A new report on financing the shipping decarbonisation, published today, finds that meeting sustainability goals for the shipping industry will require large infrastructure investments, which might struggle to get financing.
The report, by the US-based Environmental Defence Fund and Lloyd’s Register Maritime Decarbonisation Hub, outlines a roadmap to finance a green transition for the global shipping industry. The three key goals – improving ships’ energy efficiency, investing in zero-emissions fleets, and scaling up green fuel production and infrastructure – all face significant challenges in requiring adequate financing, leading to a large investment gap that is slowing the green transition.
Maritime shipping alone is responsible for 3% of global greenhouse gas emissions; without urgent action to decarbonise the industry, emissions will rise to up to 130% of 2008 levels by 2050. While industries around the world increasingly focus on a green transition, the so-called “scope 3” emissions generated by the shipping sector remain elusive.
The International Maritime Organization’s Net Zero Framework, a set of regulatory measures setting a global emissions price and fuel standards, was only released in April this year, showing just how far behind the shipping industry is compared to the rest of the economy; in contrast, EU emission standards for cars and lorries have been in effect since 1992.

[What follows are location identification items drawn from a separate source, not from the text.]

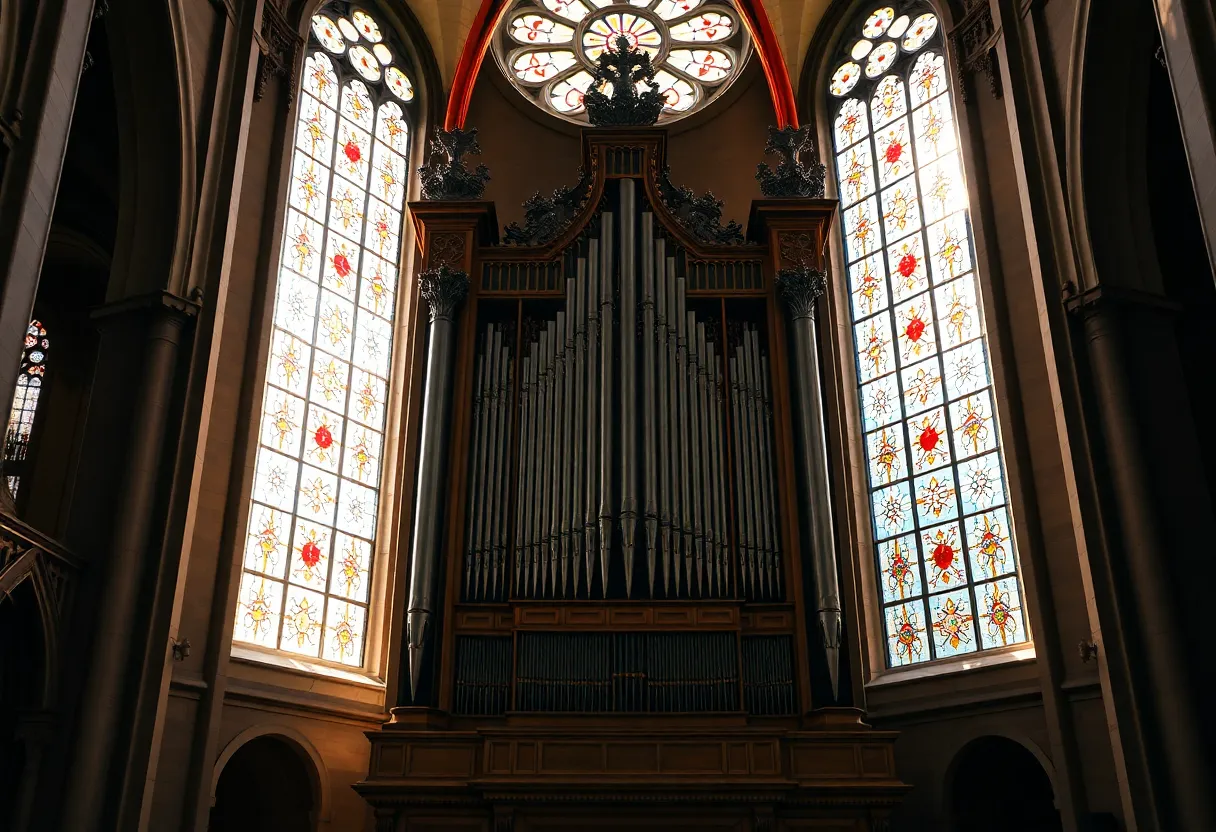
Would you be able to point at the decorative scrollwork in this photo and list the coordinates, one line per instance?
(975, 39)
(444, 175)
(798, 174)
(801, 288)
(443, 288)
(280, 46)
(624, 67)
(797, 248)
(545, 218)
(701, 215)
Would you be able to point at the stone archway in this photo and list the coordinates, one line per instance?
(22, 693)
(269, 782)
(998, 785)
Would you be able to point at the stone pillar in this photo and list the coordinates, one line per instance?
(1170, 725)
(443, 288)
(801, 288)
(106, 687)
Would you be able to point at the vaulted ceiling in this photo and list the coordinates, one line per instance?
(446, 23)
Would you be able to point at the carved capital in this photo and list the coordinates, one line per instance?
(975, 38)
(280, 46)
(446, 249)
(443, 288)
(801, 288)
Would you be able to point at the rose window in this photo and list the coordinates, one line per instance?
(549, 49)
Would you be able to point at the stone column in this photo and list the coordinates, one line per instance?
(114, 634)
(34, 128)
(801, 288)
(443, 288)
(1171, 725)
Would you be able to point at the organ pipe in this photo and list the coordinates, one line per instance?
(443, 290)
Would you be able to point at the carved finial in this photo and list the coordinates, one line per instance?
(444, 175)
(624, 66)
(545, 218)
(702, 215)
(443, 288)
(799, 174)
(801, 288)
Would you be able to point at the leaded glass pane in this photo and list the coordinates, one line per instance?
(946, 558)
(549, 49)
(308, 551)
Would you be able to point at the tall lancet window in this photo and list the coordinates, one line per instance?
(947, 568)
(308, 551)
(24, 403)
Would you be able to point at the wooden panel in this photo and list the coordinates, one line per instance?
(389, 760)
(572, 758)
(435, 760)
(538, 616)
(823, 762)
(576, 617)
(692, 758)
(632, 758)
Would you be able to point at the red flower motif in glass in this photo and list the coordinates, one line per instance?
(944, 555)
(310, 554)
(928, 439)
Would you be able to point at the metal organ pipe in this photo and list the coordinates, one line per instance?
(649, 439)
(607, 459)
(662, 409)
(592, 428)
(628, 377)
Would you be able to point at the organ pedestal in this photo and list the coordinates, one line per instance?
(629, 578)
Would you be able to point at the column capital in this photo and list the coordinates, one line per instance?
(801, 288)
(443, 288)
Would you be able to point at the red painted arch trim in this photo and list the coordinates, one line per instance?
(769, 49)
(473, 52)
(754, 17)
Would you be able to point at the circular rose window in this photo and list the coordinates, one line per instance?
(549, 49)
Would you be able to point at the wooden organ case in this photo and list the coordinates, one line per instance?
(615, 611)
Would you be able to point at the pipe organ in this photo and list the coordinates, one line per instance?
(629, 579)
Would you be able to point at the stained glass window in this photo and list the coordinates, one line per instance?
(24, 403)
(549, 49)
(308, 550)
(947, 567)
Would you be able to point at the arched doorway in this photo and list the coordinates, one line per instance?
(266, 783)
(998, 786)
(22, 672)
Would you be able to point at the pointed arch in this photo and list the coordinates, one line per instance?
(936, 493)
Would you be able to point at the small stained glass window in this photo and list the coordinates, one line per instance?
(549, 49)
(31, 381)
(311, 532)
(947, 566)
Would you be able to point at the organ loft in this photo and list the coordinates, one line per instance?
(536, 415)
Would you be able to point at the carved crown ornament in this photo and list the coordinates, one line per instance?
(443, 288)
(444, 175)
(798, 174)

While decarbonising the sector is not easy, it’s also far from impossible. Low-emissions cargo ships aren’t as common or technologically advanced as electric cars or trucks, but they do exist, with China especially investing large sums in their development in recent years.
Improving energy efficiency for existing ships – many of which have been in the sea for a long time, with the average life span of a container ship being 30 years – and expanding the use of zero and near-zero emission (ZNZ) fuels can also go a long way towards meeting climate goals.

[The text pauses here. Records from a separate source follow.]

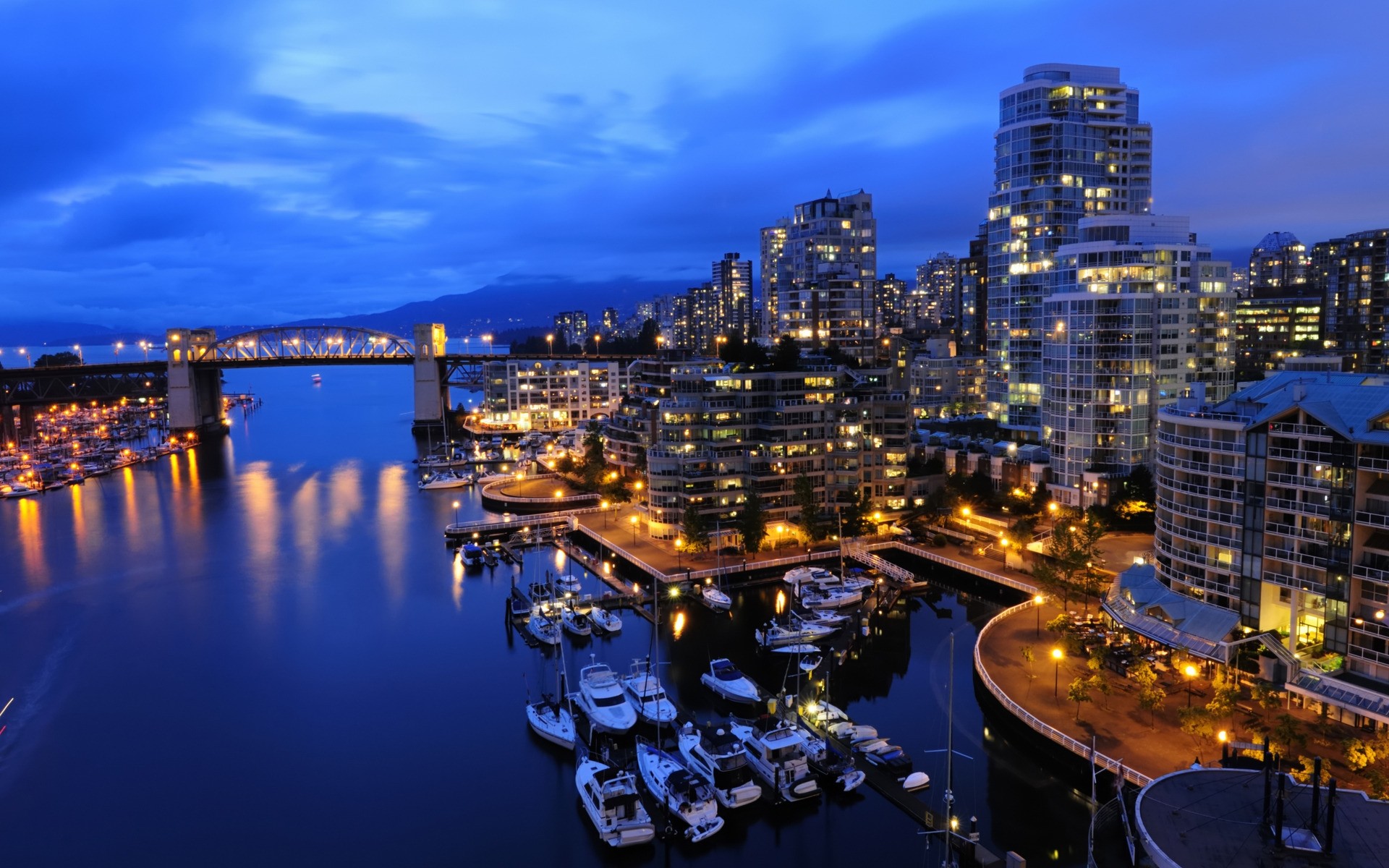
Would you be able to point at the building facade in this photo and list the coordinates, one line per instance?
(1070, 145)
(1139, 314)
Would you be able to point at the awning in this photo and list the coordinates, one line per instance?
(1147, 608)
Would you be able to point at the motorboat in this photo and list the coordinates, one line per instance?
(685, 795)
(818, 597)
(646, 694)
(726, 679)
(773, 635)
(891, 757)
(777, 754)
(606, 621)
(471, 555)
(830, 762)
(443, 480)
(714, 597)
(575, 621)
(603, 700)
(552, 721)
(543, 628)
(718, 757)
(611, 801)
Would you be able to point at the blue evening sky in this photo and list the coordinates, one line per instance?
(182, 161)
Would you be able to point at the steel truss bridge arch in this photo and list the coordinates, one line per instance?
(309, 345)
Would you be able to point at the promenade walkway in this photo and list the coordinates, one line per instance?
(1123, 731)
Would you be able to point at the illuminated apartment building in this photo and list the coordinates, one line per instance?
(1070, 145)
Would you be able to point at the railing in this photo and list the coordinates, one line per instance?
(1027, 717)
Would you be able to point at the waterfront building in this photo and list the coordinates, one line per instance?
(891, 300)
(1070, 145)
(1273, 326)
(572, 328)
(548, 393)
(1139, 312)
(1278, 261)
(734, 288)
(1273, 504)
(723, 433)
(1352, 276)
(945, 383)
(937, 297)
(821, 264)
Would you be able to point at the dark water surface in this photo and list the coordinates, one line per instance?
(261, 653)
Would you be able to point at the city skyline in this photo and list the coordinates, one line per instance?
(268, 164)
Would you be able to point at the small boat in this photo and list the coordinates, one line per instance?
(543, 628)
(646, 694)
(715, 599)
(726, 679)
(606, 621)
(777, 754)
(602, 699)
(611, 801)
(685, 795)
(720, 760)
(552, 721)
(575, 621)
(471, 555)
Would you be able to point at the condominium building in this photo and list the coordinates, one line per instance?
(548, 393)
(1275, 503)
(1139, 314)
(1352, 276)
(1273, 326)
(723, 433)
(1280, 260)
(1070, 143)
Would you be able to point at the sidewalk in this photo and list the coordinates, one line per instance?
(1123, 731)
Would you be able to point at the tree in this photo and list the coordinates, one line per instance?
(786, 356)
(752, 522)
(812, 519)
(53, 360)
(1078, 692)
(646, 339)
(696, 529)
(851, 514)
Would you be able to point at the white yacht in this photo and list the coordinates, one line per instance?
(685, 795)
(720, 760)
(646, 694)
(726, 679)
(777, 754)
(610, 798)
(602, 699)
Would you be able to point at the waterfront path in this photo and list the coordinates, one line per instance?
(1123, 731)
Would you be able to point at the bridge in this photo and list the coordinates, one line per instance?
(196, 357)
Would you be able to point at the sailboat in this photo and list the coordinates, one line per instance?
(611, 801)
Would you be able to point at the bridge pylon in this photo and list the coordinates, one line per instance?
(195, 391)
(431, 386)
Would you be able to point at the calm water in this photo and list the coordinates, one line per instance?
(261, 653)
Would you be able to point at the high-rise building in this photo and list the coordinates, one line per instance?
(1278, 260)
(938, 292)
(891, 300)
(1273, 504)
(734, 285)
(1069, 145)
(1139, 312)
(570, 328)
(824, 273)
(1352, 276)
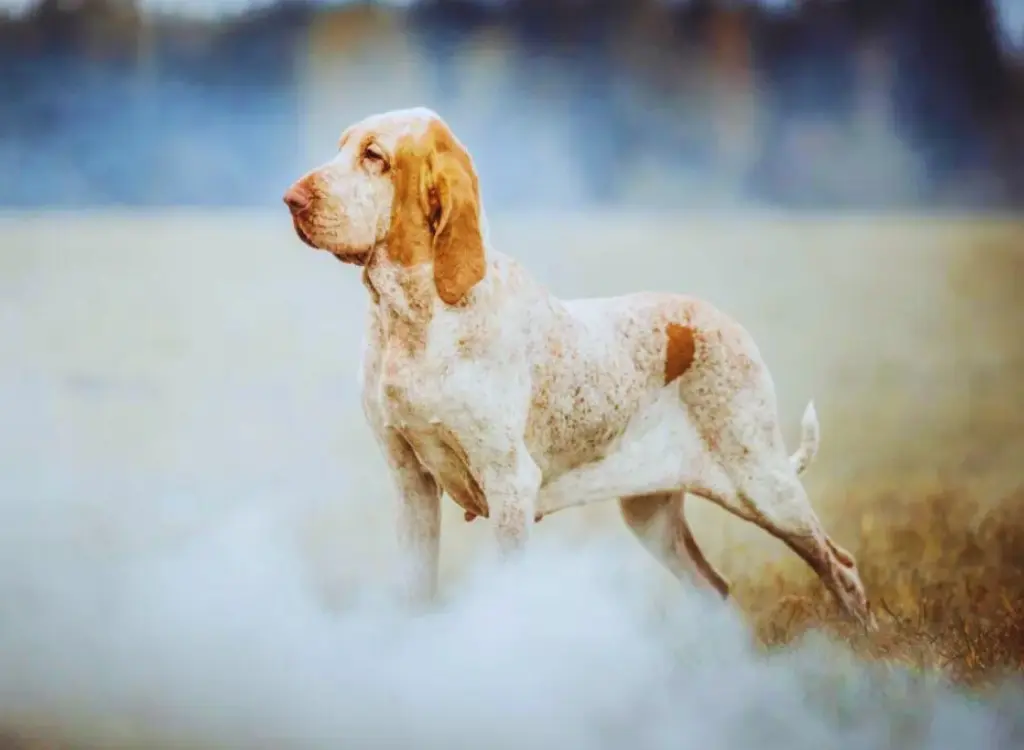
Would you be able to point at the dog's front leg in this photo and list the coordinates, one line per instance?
(418, 523)
(511, 486)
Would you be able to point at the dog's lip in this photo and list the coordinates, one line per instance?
(302, 235)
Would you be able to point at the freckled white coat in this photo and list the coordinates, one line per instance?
(479, 383)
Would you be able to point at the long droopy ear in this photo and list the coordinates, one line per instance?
(453, 210)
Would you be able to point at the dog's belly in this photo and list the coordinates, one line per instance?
(659, 451)
(440, 453)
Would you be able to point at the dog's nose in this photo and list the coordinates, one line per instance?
(298, 198)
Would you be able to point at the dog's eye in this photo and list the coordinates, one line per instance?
(373, 154)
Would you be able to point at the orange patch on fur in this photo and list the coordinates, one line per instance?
(679, 352)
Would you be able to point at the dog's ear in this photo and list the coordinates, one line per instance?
(451, 198)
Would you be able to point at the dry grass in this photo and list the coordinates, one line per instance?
(946, 579)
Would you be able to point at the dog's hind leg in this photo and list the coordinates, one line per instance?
(659, 525)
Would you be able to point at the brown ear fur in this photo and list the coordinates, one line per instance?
(452, 200)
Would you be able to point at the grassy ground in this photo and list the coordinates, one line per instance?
(216, 355)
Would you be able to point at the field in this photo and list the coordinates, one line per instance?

However, all of these require significant investments, often of up to £2 billion each, which banks have traditionally been reluctant to finance due to the risk and regulatory uncertainty of the industry.
The report finds three key ways to bridge the financing gap and facilitate the capital investments the industry so direly needs.

1. Maritime Multiplier Carbon Accounting approach
Part of the reluctance from banks comes from the shipping industry being seen as inherently polluting. Amid increasing pressure to decarbonise portfolios and disclose climate risks, financiers are wary of investing in something that will increase their carbon footprint on paper – even if the investment serves to lower emissions in the long run.
This leads to a vicious cycle where the shipping industry doesn’t pursue decarbonisation because it lacks the necessary capital, but because it has not decarbonised it pushes away potential investors and loses capital due to ESG-motivated divestment.
Enter the Maritime Multiplies Carbon Accounting approach (MMCA). The MMCA would model and quantify the impact of an investment in a way that captures its broad long-term impact, including its cascading effects throughout global supply chains. This would encourage banks to invest in shipping decarbonisation and show the impact of decarbonisation in the Scope 3 emissions of virtually every player in global trade.
2. Lending platform for energy-saving technologies
Right now, shipowners who want to retrofit existing ships with energy-efficient technology – especially small shipping companies – struggle to get financing at all, let alone with terms that would make the capital-intensive investment worthwhile.
A dedicated lending platform leveraging pooling mechanisms, blended finance, and standardised processes would make it much easier for shipping companies to get the necessary capital and start investing towards decarbonisation now, without waiting for ships’ lifespans to run out before changing to ZNZ technology.
3. Time stacked offtake model for ZNZ fuel
Part of the issue in the green transition isn’t the ships themselves, but the lack of availability of ZNZ fuel needed to power the future fleet. Scaling up ZNZ fuel projects and infrastructure is one of the most capital-intensive investments, but it is an urgent priority to achieve the green transition.
A flexible fuel procurement model that would break up long-term investments into smaller, short-term tranches offered to multiple investors is a way to turn investments from years-long mega-projects to more manageable investments, making them more attractive to financiers.